El resto es previsible. El tipo se levantó de la sienta, bebió un buen vaso de limonada, de un trago y sin respirar, se despidió con muchos abrazos y recuerdos de los venteros. Nos montamos los dos en el cochazo y tras muchas horas de carretera llegamos al mar. Me pesa no recordar, tantos años después, de qué estuvimos hablando tantas horas. De su cine, algunas películas me gustan y otras no. De su forma de ser, del tipo amable y simpático que yo conocí entonces esa tarde, sin saber quién era, me gustó todo. Bueno chaval, hasta otra. No dijo más. Eran casi las doce de la noche. Había llegado por fin al sur, al paraíso. No muy lejos me esperaba en un pensión sin nombre, aún despierta y algo inquieta, mi enamorada.
Luego, muchos años después, uno descubre que el paraíso es otra cosa, tal vez el camino y no el llegar, que diría el abuelito Kavafis. Tal vez ese día de la cabra momificada. Tal vez otros días difíciles y duros en los que, sin embargo, la vida se disculpó con uno y pudimos seguir adelante aunque en el camino todo fuera incierto, inhóspito y desértico.

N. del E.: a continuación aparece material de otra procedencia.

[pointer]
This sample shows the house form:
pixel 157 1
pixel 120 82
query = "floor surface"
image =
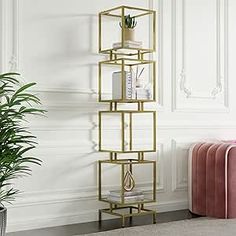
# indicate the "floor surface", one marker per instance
pixel 93 227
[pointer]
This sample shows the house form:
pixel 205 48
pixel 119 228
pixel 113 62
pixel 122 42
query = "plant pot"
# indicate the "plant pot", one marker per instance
pixel 128 34
pixel 3 220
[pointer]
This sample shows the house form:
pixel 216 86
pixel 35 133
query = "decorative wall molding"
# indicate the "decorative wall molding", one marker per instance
pixel 158 5
pixel 180 83
pixel 179 165
pixel 9 35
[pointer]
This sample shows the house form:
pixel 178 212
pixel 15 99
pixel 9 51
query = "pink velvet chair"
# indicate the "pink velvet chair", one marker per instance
pixel 212 179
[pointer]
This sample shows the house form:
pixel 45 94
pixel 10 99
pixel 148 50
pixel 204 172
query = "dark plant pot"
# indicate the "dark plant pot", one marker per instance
pixel 3 220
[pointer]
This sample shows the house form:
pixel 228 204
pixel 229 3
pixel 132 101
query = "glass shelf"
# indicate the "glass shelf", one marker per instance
pixel 143 39
pixel 125 129
pixel 127 80
pixel 144 187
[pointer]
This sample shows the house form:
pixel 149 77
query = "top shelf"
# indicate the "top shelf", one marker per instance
pixel 128 31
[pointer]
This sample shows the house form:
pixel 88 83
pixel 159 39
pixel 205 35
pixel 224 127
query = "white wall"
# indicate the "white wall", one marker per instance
pixel 55 44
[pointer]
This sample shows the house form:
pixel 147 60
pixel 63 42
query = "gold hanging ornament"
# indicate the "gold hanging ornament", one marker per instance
pixel 129 182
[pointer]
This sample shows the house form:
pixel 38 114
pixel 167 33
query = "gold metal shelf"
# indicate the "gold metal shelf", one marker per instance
pixel 145 200
pixel 126 128
pixel 119 13
pixel 127 58
pixel 132 211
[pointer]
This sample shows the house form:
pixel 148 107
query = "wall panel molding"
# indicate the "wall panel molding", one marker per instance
pixel 184 97
pixel 9 35
pixel 179 165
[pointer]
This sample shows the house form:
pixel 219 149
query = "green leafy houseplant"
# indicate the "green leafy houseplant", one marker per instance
pixel 16 103
pixel 130 24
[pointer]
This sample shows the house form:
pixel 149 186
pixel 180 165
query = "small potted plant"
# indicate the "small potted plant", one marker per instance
pixel 130 24
pixel 16 103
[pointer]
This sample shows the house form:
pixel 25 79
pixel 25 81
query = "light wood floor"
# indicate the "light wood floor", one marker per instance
pixel 93 227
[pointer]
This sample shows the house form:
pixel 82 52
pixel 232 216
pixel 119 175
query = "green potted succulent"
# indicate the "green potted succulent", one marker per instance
pixel 130 24
pixel 16 103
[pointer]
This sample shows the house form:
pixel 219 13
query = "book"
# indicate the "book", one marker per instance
pixel 127 199
pixel 128 44
pixel 117 193
pixel 142 93
pixel 117 85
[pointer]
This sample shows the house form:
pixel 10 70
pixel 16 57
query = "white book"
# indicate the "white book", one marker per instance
pixel 128 44
pixel 117 85
pixel 142 93
pixel 126 199
pixel 117 193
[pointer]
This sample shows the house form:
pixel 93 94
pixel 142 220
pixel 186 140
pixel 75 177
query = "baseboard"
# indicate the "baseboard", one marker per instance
pixel 82 217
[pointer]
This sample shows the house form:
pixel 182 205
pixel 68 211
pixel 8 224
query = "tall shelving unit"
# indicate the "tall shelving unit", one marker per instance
pixel 125 58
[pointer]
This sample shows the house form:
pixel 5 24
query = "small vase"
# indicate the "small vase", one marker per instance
pixel 3 220
pixel 128 34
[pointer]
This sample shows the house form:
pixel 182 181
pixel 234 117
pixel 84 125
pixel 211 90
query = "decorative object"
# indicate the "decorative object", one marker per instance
pixel 129 25
pixel 129 182
pixel 127 17
pixel 16 103
pixel 128 86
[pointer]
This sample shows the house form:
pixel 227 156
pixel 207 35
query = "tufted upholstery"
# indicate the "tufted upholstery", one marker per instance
pixel 212 179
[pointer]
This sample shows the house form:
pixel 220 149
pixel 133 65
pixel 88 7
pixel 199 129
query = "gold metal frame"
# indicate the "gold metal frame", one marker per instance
pixel 122 62
pixel 123 163
pixel 116 57
pixel 122 115
pixel 141 211
pixel 135 51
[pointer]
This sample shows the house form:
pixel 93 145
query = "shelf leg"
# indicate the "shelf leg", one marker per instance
pixel 154 218
pixel 123 221
pixel 99 218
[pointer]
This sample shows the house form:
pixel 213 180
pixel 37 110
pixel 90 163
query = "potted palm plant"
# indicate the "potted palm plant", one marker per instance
pixel 130 24
pixel 16 103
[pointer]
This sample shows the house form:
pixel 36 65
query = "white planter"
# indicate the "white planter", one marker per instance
pixel 128 34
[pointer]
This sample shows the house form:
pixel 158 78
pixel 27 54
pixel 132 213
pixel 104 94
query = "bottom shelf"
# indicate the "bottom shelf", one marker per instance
pixel 127 203
pixel 123 214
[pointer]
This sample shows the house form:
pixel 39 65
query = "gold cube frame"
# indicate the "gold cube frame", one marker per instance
pixel 131 163
pixel 121 63
pixel 119 12
pixel 123 130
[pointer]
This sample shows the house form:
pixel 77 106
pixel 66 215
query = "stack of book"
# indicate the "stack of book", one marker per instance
pixel 117 85
pixel 131 90
pixel 128 44
pixel 132 196
pixel 143 93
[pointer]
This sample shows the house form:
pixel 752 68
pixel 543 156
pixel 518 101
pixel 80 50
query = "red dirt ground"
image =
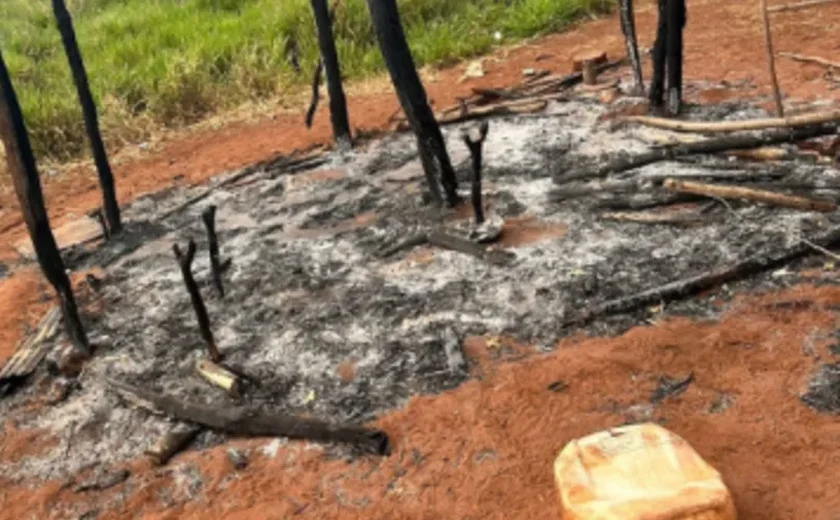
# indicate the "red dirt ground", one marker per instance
pixel 486 449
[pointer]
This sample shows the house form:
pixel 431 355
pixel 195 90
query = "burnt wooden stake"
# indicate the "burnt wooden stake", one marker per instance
pixel 24 172
pixel 254 422
pixel 628 28
pixel 676 18
pixel 432 150
pixel 100 156
pixel 185 262
pixel 476 145
pixel 316 86
pixel 209 218
pixel 329 58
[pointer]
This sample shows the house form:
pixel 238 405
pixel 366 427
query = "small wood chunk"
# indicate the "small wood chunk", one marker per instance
pixel 596 58
pixel 172 442
pixel 219 376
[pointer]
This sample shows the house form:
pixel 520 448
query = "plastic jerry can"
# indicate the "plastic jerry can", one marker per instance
pixel 639 472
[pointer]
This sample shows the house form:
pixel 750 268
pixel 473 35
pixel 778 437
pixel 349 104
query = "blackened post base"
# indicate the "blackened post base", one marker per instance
pixel 24 172
pixel 329 58
pixel 435 159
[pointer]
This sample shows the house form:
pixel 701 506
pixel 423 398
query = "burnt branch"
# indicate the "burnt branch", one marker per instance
pixel 475 143
pixel 24 172
pixel 185 263
pixel 100 156
pixel 249 421
pixel 688 287
pixel 316 96
pixel 209 218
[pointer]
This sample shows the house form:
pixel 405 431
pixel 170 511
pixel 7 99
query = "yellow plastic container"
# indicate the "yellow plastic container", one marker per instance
pixel 639 472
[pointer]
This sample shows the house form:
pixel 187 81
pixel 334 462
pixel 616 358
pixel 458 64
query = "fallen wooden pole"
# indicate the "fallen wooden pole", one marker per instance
pixel 250 421
pixel 712 127
pixel 172 442
pixel 27 185
pixel 185 263
pixel 707 146
pixel 738 192
pixel 685 288
pixel 799 5
pixel 209 218
pixel 810 59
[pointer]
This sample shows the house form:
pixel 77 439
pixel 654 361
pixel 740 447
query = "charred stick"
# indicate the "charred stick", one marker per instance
pixel 706 146
pixel 656 93
pixel 254 422
pixel 688 287
pixel 100 156
pixel 185 262
pixel 756 195
pixel 172 442
pixel 27 185
pixel 209 218
pixel 475 143
pixel 674 54
pixel 316 87
pixel 628 28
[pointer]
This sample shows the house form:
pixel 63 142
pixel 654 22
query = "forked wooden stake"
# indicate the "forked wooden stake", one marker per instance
pixel 185 262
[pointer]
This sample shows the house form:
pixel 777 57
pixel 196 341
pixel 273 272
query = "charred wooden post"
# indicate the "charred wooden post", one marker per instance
pixel 628 28
pixel 329 58
pixel 431 147
pixel 316 96
pixel 209 218
pixel 475 142
pixel 185 262
pixel 21 164
pixel 676 23
pixel 100 156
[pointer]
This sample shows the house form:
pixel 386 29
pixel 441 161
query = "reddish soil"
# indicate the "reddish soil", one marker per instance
pixel 486 449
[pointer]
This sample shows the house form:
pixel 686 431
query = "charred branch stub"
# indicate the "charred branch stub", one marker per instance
pixel 628 28
pixel 475 142
pixel 329 58
pixel 397 55
pixel 216 268
pixel 100 156
pixel 185 262
pixel 252 422
pixel 21 164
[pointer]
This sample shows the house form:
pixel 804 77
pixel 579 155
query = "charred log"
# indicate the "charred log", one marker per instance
pixel 100 156
pixel 24 172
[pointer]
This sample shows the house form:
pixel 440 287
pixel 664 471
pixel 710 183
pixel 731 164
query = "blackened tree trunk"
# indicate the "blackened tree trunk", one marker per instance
pixel 329 59
pixel 21 163
pixel 431 147
pixel 100 156
pixel 657 83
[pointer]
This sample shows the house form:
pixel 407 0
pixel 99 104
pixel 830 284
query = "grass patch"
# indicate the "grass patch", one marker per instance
pixel 168 63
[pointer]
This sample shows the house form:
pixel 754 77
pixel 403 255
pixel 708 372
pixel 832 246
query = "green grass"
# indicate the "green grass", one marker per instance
pixel 168 63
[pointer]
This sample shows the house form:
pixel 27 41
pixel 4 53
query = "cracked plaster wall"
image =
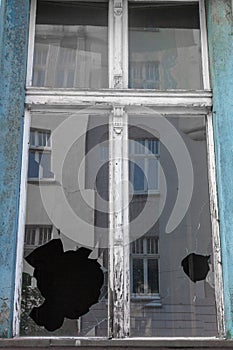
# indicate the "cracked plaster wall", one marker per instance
pixel 13 48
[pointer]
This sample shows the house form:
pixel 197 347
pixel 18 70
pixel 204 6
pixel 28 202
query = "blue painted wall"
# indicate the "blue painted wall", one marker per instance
pixel 220 36
pixel 13 46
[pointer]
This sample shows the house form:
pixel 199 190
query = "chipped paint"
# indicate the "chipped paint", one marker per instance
pixel 13 42
pixel 220 29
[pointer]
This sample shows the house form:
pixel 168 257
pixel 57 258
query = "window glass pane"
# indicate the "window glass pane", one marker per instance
pixel 164 46
pixel 64 290
pixel 178 296
pixel 71 45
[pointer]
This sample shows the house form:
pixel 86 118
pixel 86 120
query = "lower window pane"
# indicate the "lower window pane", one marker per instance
pixel 173 230
pixel 64 284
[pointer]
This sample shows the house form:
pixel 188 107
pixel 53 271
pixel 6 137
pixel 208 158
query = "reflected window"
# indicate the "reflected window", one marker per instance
pixel 39 165
pixel 37 235
pixel 145 266
pixel 164 46
pixel 71 51
pixel 143 166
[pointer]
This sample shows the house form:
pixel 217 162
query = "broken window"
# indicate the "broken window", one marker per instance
pixel 118 236
pixel 172 258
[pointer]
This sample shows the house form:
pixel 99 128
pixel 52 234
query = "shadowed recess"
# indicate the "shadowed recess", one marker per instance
pixel 69 281
pixel 196 266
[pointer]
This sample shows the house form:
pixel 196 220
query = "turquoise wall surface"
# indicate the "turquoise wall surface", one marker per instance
pixel 13 47
pixel 220 36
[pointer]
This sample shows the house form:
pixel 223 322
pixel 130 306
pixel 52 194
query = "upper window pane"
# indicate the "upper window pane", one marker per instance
pixel 71 45
pixel 164 46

Cuando bajo al sur me paro siempre. Hay que desviarse algo de la autovía y sufrir veinte kilómetros una olvidada carretera trufada de baches. El cartel añil y los chopos frescos tapando la fachada de la venta siguen igual. Los venteros son ahora bastante más viejos pero sus dos hijos les ayudan a servir a los camioneros expertos, a los aborígenes manchegos, a los glotones avisados y a algún turista abducido. “Restaurán Pedro” sigue en la brecha. Yo me siento en la esquina más sombría, la que da al patio con el limonero, en la que casi seguro paró Don Quijote a refrescarse el gaznate, aunque Don Miguel no lo cuente en su libro, por guardar el secreto del sitio, supongo. En la pared hay una foto mediana de mi samaritano con los dueños, una foto de esas dedicadas, tan típicas. Sonríe detrás de su barba blanca. Yo pido siempre una ensalada fresca, tan buena como entonces, el pisto y unos galianos bien calientes. Me da igual que fuera los termómetros se fundan y las cabras se queden disecadas señalando el punto kilométrico del mismísimo infierno. Como con gusto los gazpachos y brindo por él, que vive en el cielo de la memoria de muchos.

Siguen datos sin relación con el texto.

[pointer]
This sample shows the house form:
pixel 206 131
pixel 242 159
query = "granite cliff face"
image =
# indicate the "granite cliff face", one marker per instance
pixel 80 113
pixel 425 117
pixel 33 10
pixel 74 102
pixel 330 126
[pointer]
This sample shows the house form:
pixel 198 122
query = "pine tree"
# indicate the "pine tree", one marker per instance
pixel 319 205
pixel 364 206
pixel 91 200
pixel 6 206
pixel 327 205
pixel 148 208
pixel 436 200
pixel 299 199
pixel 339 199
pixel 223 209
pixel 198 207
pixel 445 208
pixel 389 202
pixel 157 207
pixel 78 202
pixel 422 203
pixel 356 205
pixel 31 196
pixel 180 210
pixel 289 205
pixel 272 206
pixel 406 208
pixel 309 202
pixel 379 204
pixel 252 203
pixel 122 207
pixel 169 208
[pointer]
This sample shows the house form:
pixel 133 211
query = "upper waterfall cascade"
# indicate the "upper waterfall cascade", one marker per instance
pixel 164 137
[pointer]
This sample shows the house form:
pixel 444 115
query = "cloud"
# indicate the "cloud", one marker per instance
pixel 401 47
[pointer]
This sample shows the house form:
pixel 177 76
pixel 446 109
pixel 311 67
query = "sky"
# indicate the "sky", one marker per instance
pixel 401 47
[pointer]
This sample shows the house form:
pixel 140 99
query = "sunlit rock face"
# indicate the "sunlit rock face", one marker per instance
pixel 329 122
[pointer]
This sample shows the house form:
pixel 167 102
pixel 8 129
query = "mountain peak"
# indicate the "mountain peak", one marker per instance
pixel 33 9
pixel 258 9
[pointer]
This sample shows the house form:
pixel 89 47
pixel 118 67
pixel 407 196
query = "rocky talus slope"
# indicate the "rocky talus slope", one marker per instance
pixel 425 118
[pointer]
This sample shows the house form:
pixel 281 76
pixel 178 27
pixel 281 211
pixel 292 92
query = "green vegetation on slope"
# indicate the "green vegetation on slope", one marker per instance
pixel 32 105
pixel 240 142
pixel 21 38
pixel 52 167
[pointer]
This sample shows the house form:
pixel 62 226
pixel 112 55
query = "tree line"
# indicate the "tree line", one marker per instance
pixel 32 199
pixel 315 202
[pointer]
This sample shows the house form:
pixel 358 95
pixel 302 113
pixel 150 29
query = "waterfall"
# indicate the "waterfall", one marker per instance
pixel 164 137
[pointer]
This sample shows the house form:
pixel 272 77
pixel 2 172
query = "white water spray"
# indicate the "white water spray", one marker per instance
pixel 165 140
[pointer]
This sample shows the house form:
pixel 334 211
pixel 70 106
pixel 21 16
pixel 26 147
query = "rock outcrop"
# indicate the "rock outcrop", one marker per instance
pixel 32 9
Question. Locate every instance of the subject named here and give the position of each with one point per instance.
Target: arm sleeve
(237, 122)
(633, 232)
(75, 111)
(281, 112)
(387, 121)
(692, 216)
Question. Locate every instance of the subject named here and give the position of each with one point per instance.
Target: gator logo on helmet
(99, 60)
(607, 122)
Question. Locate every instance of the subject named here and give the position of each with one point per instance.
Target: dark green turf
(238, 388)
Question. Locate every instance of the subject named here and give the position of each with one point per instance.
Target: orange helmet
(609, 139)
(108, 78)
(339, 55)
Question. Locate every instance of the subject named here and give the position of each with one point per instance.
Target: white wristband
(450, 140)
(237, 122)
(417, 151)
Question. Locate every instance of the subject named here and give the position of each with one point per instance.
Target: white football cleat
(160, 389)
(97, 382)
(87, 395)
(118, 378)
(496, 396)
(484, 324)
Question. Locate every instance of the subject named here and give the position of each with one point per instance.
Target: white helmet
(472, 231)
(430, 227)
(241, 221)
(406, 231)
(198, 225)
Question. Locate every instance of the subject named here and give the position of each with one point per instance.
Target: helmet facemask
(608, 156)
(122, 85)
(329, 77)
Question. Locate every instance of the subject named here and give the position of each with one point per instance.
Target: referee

Sus películas han pasado a la historia del cine. Para mi él será siempre el marqués del mercedes descapotable rojo que me salvó el pellejo, me invitó a comer y me llevó al sur, al paraíso. Gracias Luis.
NOTA: Se trata de un restaurante sin carta. No obstante, en temporada, hay que pedir la ensalada de corujas con escabeche de perdiz, el famoso pisto con setas de cardo salvajes, el conejo de monte al ajillo y, por supuesto, los galianos o gazpachos manchegos cuya torta de pan especial se hace en la misma casa. De postre sugiero el helado de mazapán, imprescindible.